Physicians should be aware of the possibility that IBP can be inaccurate in a consistent number of patients due to underdamping/resonance phenomena. NIBP measurement may help to confirm/exclude the presence of this artifact avoiding inappropriate treatments.

摘要

引言

重症患者以及接受高风险和大型手术的患者会使用动脉内导管进行监测,有创血压被视为动脉压监测的“金标准”。然而,由于充满液体的监测系统动态响应不当而产生的伪像可能导致实际压力值与显示压力值之间出现临床相关差异。我们试图分析接受大型血管和心脏手术患者中共振/欠阻尼现象的发生率及原因。

方法

通过有创方式测量动脉压,并根据快速冲洗加德纳试验,根据是否存在共振/欠阻尼现象将每位患者分为两组之一(R组:存在;NR组:不存在)。然后将有创压力值与无创压力值进行比较。

结果

对300例患者的11610次脉搏和1200次无创血压测量进行了分析。在300例患者中发现92例(30.7%)存在欠阻尼/共振动脉信号。在这些病例(R组)中,收缩期有创血压(IBP)平均高估无创血压(NIBP)28.5(15.9)mmHg(P<0.0001),而在NR组中高估为4.1(5.3)mmHg(P<0.0001)。
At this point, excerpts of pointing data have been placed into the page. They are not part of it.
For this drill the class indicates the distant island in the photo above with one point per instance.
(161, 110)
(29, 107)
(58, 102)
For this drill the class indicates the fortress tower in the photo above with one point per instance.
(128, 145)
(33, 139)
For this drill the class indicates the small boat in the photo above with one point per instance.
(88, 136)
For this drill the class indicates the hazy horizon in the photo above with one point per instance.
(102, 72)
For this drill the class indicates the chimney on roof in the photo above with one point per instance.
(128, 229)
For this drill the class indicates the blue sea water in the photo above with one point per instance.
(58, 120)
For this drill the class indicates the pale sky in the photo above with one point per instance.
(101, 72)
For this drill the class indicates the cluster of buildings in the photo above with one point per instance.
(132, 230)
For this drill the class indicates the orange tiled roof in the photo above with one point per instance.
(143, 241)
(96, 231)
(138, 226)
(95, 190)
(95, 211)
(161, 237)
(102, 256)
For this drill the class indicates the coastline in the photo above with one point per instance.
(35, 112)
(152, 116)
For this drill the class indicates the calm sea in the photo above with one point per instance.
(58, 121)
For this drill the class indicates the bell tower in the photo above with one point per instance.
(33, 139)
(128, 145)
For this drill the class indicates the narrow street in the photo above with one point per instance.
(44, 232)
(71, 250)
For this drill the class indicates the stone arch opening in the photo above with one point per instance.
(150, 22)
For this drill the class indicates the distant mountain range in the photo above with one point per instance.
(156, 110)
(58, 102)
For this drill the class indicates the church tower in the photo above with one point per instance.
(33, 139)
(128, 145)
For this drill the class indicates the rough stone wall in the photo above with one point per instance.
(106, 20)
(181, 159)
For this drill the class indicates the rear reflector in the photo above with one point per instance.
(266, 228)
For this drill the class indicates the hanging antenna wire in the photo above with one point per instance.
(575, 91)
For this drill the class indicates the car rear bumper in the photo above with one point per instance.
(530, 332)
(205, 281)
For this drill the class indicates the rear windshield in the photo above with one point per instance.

R组舒张压的平均IBP - NIBP差值为-2.2(10.6)mmHg,NR组为-1.1(5.8)mmHg。R组平均动脉压差值为7.4(11.2)mmHg,NR组为2.3(6.4)mmHg。多因素逻辑回归确定了与欠阻尼/共振独立相关的五个参数:多节段动脉病变(P = 0.0023;OR = 2.82)、动脉高血压病史(P = 0.0214;OR = 2.09)、慢性阻塞性肺疾病(P = 0.198;OR = 2.61)、动脉导管直径(20G与18G)(P<0.0001;OR = 0.35)和镇静(P = 0.0131;OR = 0.5)。最大压力-时间比值的ROC曲线显示,最佳选定切点为1.67 mmHg/msec,特异性为97%(95%CI:95.13至99.47%),敏感性为77%(95%CI:67.25至85.28%),根据扩展梯形法则计算的ROC曲线下面积为0.88。

结论

医生应意识到,由于欠阻尼/共振现象,在相当数量的患者中,有创血压可能不准确。无创血压测量可能有助于确认/排除这种伪像的存在,避免不适当的治疗。